PM Israel Mengundurkan Diri setelah Terkena Stroke Parah

by -109 Views

Ariel Sharon: Kehidupan dan Karier Seorang Pemimpin Israel

Ariel Sharon, mantan Perdana Menteri Israel, mengalami nasib yang mirip dengan Benjamin Netanyahu dalam isu kesehatan yang memengaruhinya. Sharon, seorang tokoh militer yang menjabat sebagai Perdana Menteri Israel, harus meninggalkan jabatannya setelah mendapat serangan stroke pada tahun 2005. Penyakit yang menimpa Sharon memaksa dirinya untuk fokus pada perawatan intensif dan akhirnya memasuki masa koma yang panjang.

Selama masa hidupnya, Sharon dikenal sebagai figur militer yang kuat dan kontroversial. Di masa mudanya, ia aktif dalam gerakan Zionisme dan terlibat dalam konflik dengan rakyat Palestina. Keberaniannya membawa dia kepada posisi sebagai komandan militer di usia yang cukup muda.
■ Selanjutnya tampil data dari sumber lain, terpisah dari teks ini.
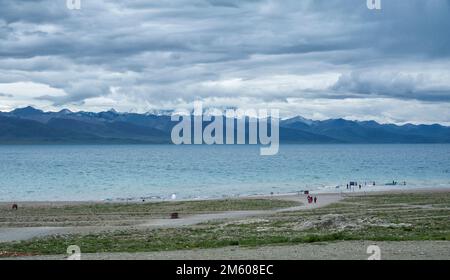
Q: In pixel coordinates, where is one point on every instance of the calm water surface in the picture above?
(96, 172)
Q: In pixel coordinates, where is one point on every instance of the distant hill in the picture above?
(29, 125)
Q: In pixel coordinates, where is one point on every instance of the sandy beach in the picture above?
(36, 222)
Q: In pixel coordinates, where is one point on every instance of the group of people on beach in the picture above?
(312, 199)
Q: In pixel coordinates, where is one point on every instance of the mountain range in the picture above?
(30, 125)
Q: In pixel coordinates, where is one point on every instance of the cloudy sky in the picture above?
(315, 58)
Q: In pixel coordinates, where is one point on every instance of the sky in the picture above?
(315, 58)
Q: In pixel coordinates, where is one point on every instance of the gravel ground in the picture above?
(348, 250)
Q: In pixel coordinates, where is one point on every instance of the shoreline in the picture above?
(252, 196)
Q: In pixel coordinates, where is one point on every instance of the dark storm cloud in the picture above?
(158, 51)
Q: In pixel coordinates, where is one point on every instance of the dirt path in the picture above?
(24, 233)
(353, 250)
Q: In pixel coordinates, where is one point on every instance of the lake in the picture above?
(108, 172)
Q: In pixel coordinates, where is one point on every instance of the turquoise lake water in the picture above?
(96, 172)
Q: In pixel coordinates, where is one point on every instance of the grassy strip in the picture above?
(125, 214)
(376, 217)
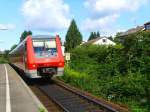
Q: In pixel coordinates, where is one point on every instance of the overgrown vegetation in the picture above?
(4, 57)
(118, 73)
(73, 37)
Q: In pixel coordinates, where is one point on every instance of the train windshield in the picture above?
(45, 48)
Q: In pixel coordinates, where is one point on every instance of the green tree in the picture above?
(24, 35)
(110, 38)
(98, 34)
(73, 36)
(91, 36)
(94, 35)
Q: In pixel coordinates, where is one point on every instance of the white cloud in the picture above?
(99, 24)
(7, 26)
(105, 7)
(104, 13)
(50, 15)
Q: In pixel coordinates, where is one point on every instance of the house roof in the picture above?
(94, 40)
(132, 30)
(147, 23)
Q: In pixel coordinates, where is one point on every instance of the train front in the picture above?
(48, 58)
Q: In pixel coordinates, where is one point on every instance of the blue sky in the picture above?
(53, 17)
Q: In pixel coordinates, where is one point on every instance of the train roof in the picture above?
(40, 37)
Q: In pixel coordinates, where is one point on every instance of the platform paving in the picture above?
(21, 98)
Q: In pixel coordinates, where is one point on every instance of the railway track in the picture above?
(71, 100)
(56, 96)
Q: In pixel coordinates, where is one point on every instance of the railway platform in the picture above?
(15, 95)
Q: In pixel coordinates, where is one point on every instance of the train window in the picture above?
(45, 48)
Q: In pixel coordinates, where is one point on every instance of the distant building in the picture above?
(101, 41)
(145, 27)
(132, 30)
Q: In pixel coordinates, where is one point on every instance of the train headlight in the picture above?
(60, 64)
(33, 65)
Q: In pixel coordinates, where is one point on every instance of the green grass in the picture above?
(122, 90)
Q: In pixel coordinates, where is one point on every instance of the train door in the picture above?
(25, 56)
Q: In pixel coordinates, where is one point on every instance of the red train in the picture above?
(39, 56)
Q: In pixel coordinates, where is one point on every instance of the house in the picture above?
(101, 41)
(147, 26)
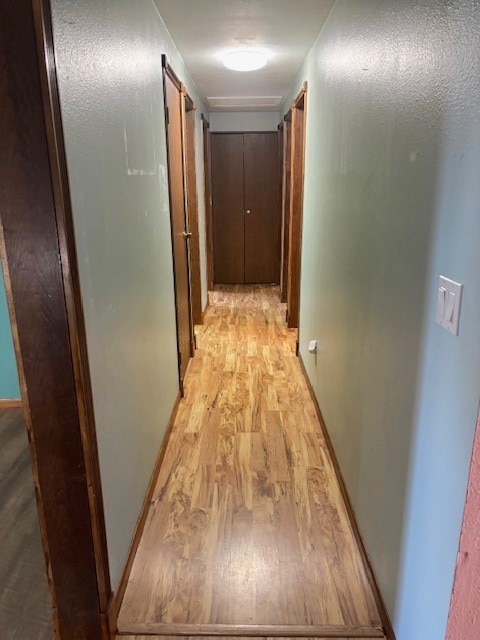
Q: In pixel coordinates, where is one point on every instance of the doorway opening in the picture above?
(292, 205)
(245, 208)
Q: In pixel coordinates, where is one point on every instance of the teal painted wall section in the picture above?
(244, 121)
(9, 387)
(392, 200)
(109, 57)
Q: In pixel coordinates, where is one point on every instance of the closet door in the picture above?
(178, 222)
(261, 180)
(228, 208)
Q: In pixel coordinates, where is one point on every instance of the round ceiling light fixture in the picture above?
(244, 60)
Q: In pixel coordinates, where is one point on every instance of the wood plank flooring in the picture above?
(247, 525)
(25, 609)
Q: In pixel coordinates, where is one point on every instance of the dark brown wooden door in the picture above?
(245, 207)
(260, 154)
(228, 208)
(173, 102)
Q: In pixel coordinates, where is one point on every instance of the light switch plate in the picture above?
(449, 298)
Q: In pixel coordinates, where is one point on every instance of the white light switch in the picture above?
(449, 297)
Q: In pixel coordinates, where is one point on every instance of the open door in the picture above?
(188, 119)
(298, 119)
(178, 217)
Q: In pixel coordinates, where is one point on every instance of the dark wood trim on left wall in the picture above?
(10, 403)
(40, 266)
(120, 593)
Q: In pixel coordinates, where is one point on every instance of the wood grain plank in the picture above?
(277, 631)
(248, 525)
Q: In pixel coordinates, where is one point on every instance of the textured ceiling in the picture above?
(203, 29)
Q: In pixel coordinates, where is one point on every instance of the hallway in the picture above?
(247, 525)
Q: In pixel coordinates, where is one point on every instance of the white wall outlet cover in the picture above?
(449, 298)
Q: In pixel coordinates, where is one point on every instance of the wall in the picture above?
(111, 89)
(392, 200)
(9, 387)
(244, 121)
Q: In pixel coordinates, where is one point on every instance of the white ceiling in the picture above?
(204, 29)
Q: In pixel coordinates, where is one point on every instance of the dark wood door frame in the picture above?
(286, 191)
(41, 276)
(191, 205)
(207, 168)
(298, 110)
(169, 75)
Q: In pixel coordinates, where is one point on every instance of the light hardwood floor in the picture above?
(247, 525)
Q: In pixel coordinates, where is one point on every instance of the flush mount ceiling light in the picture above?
(245, 60)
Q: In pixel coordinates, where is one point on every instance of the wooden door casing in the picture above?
(260, 153)
(188, 115)
(173, 103)
(228, 208)
(286, 192)
(296, 209)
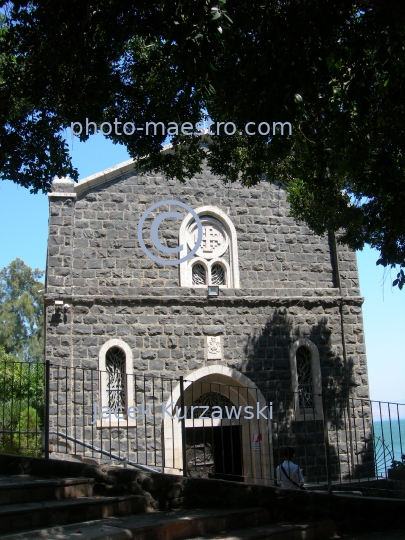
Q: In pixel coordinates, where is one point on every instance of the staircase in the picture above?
(61, 509)
(30, 502)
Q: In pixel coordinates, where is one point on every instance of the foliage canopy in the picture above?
(333, 69)
(21, 312)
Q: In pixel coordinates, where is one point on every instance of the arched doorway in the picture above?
(240, 447)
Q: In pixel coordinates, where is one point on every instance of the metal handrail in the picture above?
(104, 452)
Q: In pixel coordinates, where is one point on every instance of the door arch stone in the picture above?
(258, 465)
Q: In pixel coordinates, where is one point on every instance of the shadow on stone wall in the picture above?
(267, 364)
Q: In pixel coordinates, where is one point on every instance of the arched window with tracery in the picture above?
(116, 375)
(216, 260)
(199, 274)
(306, 380)
(305, 377)
(116, 383)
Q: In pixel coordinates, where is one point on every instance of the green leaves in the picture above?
(21, 311)
(335, 72)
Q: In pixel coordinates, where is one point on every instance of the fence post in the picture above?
(326, 440)
(47, 400)
(183, 427)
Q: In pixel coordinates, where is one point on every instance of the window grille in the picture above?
(115, 367)
(217, 275)
(305, 377)
(199, 275)
(210, 399)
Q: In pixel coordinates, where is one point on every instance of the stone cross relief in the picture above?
(213, 347)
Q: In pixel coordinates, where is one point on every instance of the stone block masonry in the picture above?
(288, 286)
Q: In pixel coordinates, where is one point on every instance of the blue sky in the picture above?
(24, 229)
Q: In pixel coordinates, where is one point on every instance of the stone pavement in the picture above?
(387, 535)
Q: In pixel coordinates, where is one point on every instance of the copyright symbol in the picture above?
(155, 232)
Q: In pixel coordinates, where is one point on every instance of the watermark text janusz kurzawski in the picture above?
(140, 412)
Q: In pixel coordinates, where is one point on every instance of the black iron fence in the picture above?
(205, 427)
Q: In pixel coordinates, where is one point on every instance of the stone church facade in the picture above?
(287, 321)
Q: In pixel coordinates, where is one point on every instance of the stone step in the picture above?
(244, 523)
(29, 515)
(284, 531)
(22, 489)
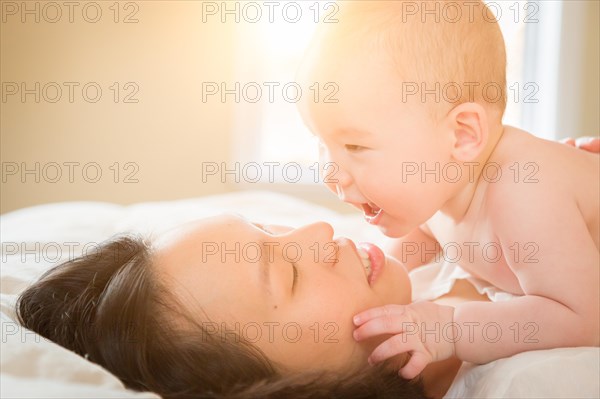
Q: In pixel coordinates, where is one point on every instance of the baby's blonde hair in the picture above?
(450, 52)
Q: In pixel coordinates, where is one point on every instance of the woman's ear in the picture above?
(470, 131)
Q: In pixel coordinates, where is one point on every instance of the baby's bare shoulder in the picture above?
(539, 176)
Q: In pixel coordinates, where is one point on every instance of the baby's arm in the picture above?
(560, 307)
(561, 281)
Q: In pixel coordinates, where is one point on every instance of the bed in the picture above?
(36, 238)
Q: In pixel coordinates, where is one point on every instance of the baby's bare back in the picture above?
(527, 183)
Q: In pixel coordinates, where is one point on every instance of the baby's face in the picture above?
(380, 145)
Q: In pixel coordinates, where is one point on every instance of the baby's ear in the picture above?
(470, 131)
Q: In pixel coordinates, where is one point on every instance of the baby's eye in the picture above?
(353, 147)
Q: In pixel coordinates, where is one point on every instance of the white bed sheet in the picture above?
(34, 367)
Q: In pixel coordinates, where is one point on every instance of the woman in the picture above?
(225, 308)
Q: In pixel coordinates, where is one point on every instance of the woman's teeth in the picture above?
(364, 257)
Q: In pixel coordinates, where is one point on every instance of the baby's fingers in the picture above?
(381, 311)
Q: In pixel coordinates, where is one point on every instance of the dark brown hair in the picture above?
(109, 307)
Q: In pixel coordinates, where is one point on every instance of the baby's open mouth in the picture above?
(372, 212)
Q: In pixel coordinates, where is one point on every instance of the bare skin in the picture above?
(533, 232)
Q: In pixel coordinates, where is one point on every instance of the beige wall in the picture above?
(167, 134)
(579, 83)
(170, 131)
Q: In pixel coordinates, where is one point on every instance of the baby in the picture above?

Kesuksesannya dalam berbagai konflik besar seperti Perang Arab-Israel 1948, Krisis Suez 1956, Perang Enam Hari 1967, dan Perang Yom Kippur 1973 membuat namanya dikenal di seluruh dunia.

Namun, reputasi Sharon juga dipenuhi dengan kontroversi, terutama terkait dengan operasi-operasi militer yang dipimpinnya yang menyebabkan banyak korban sipil, seperti dalam Pembantaian Qibya 1953 dan Pembantaian Sabra dan Shatila 1982. Karena tindakannya tersebut, Sharon dijuluki sebagai “tukang jagal” oleh dunia internasional.

Setelah pensiun dari karier militernya, Sharon beralih ke dunia politik dan akhirnya terpilih sebagai Perdana Menteri Israel ke-11 pada tahun 2001. Kepemimpinannya ditandai dengan kebijakan keras terhadap wilayah Palestina, termasuk operasi militer dan pembangunan tembok pemisah di Tepi Barat. Meskipun memiliki kekayaan dari pertanian, peternakan, dan properti, karier politik Sharon harus terhenti karena sakit yang mengakibatkan koma berkepanjangan.

Pada 11 Januari 2014, Ariel Sharon meninggal dunia pada usia 85 tahun, meninggalkan jejak sejarah yang kompleks di dunia politik dan militer Israel. Kesuksesan dan kontroversinya selama hidupnya akan tetap menjadi bagian dari sejarah Israel yang tak terlupakan.